During the indoor season, Bumbalough put together one of the top performances in Georgetown history, breaking four minutes in the mile at Yale. As Bumbalough broke through the tape with the second-fastest indoor time in school history and the nation’s fastest time of the year at the time, the emotions were overflowing.

“Deep down, there was a sense of me wanting to go after it and take [the four-minute mark] down. It was the two previous years of disappointments at Georgetown all coming out right there,” Bumbalough said.

Said Henner: “It’s more of an accomplishment that everybody can relate to. Everybody kind of knows the significance of a four-minute mile. In that regard it was a tremendous thing for Andrew, for our program and the university.”

Bumbalough ran to an all-American second-place finish in the 3000m at the NCAA Indoor Championships and a 3:56.1 mile as the anchor in the distance medley relay that brought the Hoyas from last place to fifth, cementing yet another all-American award.

“I got the baton in last, and I was like, `This is not respectable. This is Georgetown Track and Field, we don’t get last in these kinds of races,'” Bumbalough said.

Finally, in the outdoor season, which is still in progress, Bumbalough has only continued his impressive year. At the Big East Outdoor Championships, he notched his first Big East wins ever, taking first in the 1500m and 4x800m relay. Bumbalough beat at least half a dozen four-minute milers in the 1500m relay.

“I think the race at Big Easts is significant because it was really the first time that Andrew actually took control of the race – a big race. Instead of reacting and overreacting to the competition, he was basically the one who controlled the race,” Henner said.

As Bumbalough focuses on the 1500m for Regionals at the end of May – and hopefully Nationals in June – he will face stiff competition. Looking to the future, however, and seeing that Georgetown has produced a good deal of professional runners, along with 20 Olympians, it comes as no surprise that Bumbalough wishes to continue Georgetown’s rich running tradition by running competitively after his time here.

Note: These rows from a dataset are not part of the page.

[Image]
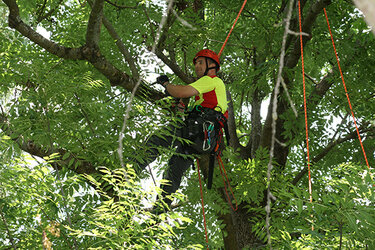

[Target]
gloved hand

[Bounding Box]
[156,75,169,86]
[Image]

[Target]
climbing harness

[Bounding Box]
[189,0,247,246]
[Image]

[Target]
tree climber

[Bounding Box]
[137,49,228,213]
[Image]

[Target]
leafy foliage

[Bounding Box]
[0,0,375,249]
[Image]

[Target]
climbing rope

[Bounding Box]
[197,158,208,249]
[298,0,314,209]
[218,0,247,58]
[324,8,371,174]
[217,154,238,211]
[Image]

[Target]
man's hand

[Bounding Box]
[156,75,169,86]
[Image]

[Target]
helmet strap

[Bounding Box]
[203,57,217,76]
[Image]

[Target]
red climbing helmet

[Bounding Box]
[193,49,220,70]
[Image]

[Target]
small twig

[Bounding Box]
[0,204,17,249]
[172,9,197,30]
[74,93,95,134]
[281,77,298,117]
[105,0,139,9]
[305,73,318,85]
[288,29,310,37]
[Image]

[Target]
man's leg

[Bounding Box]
[161,143,194,207]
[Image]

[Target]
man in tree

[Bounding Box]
[138,49,227,211]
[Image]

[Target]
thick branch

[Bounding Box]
[155,48,194,84]
[103,16,139,79]
[86,0,104,49]
[285,0,332,69]
[3,0,84,60]
[3,0,164,100]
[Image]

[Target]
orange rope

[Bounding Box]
[217,154,238,211]
[298,0,312,203]
[197,159,208,249]
[324,8,370,170]
[218,0,247,58]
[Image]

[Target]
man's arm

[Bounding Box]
[164,82,199,98]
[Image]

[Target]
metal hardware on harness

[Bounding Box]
[202,121,215,151]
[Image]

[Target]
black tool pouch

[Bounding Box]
[181,108,222,154]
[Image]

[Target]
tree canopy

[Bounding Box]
[0,0,375,249]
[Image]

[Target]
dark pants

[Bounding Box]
[137,126,194,206]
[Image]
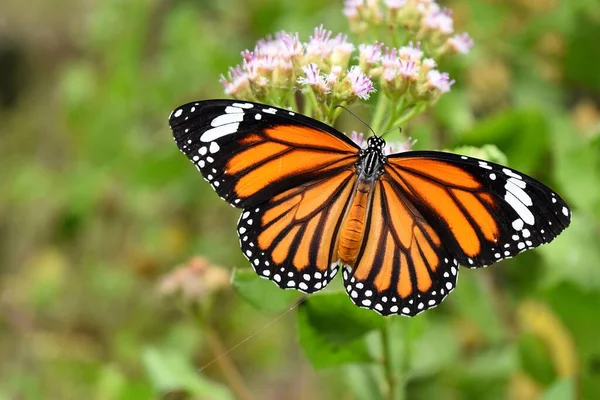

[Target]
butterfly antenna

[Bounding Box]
[379,126,402,138]
[198,297,306,372]
[335,105,377,136]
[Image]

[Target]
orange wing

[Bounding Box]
[169,100,360,208]
[343,151,571,316]
[385,151,571,268]
[238,170,356,293]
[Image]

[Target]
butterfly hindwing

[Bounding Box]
[342,177,458,316]
[238,170,356,293]
[169,100,360,208]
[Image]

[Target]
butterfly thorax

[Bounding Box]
[337,136,385,266]
[356,136,385,180]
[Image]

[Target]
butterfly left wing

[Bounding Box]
[238,169,356,293]
[342,176,458,316]
[169,100,360,208]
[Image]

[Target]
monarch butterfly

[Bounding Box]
[169,100,571,316]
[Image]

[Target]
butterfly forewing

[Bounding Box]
[386,151,571,267]
[169,100,360,208]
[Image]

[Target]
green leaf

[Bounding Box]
[537,211,600,290]
[142,347,233,400]
[460,109,549,173]
[298,293,385,368]
[232,269,300,312]
[519,334,556,385]
[450,268,506,342]
[434,89,474,133]
[452,144,508,165]
[405,320,460,376]
[542,379,576,400]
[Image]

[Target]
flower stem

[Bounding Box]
[381,318,407,400]
[371,93,388,134]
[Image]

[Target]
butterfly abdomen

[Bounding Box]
[338,180,372,265]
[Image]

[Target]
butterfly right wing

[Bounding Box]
[238,168,356,293]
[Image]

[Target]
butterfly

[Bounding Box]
[169,100,571,316]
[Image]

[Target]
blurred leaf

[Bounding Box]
[519,334,556,386]
[407,320,460,377]
[537,212,600,290]
[563,13,600,94]
[451,144,508,165]
[544,283,600,399]
[451,268,506,342]
[464,345,519,380]
[553,125,600,219]
[542,379,577,400]
[434,89,474,136]
[344,364,383,400]
[298,293,385,368]
[460,109,548,173]
[232,269,301,312]
[142,347,233,400]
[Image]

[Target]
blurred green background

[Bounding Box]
[0,0,600,399]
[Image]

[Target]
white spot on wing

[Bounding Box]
[200,122,240,142]
[502,168,523,179]
[225,106,244,114]
[210,113,244,127]
[209,142,220,154]
[504,178,533,207]
[504,192,535,225]
[512,218,523,231]
[232,103,254,108]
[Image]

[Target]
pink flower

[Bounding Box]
[398,61,419,81]
[398,42,423,61]
[358,42,383,65]
[350,131,365,148]
[423,8,454,35]
[219,65,249,97]
[448,32,473,54]
[344,0,363,19]
[346,65,375,100]
[298,63,330,94]
[427,69,454,93]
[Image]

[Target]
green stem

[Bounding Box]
[381,318,407,400]
[289,88,300,112]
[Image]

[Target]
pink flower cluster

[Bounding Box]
[359,42,454,103]
[344,0,473,54]
[221,26,375,104]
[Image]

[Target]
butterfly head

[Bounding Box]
[357,136,385,179]
[367,136,385,150]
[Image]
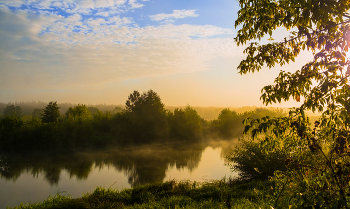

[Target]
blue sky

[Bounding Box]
[0,0,306,107]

“It’s really exciting to be wearing blue and gray and be wearing the `G’ on your back. I think that there are a lot of expectations for Georgetown to be producing a marquee athlete, and I’m really excited to fill that role,” Bumbalough said.

With a life-long dream to make the Olympics, Bumbalough’s current 1500m time should qualify him for the Olympic Trials in Eugene, Ore., this upcoming summer. While he currently has the goal of making the 12-person final, Bumbalough will be in a much better position four years down the road.

“Andrew is still relatively young; he’s still developing physically, and he really doesn’t have a whole lot of training under his belt for somebody running at his level,” Henner said. “I think he can keep improving by leaps and bounds over the next few years. The big question is [whether he will] stay healthy. The better and better you get, your desire has to grow, too, because it takes more and more of a commitment the better that you get,” Henner said.

For now, Bumbalough will focus on finishing off the best year of his career.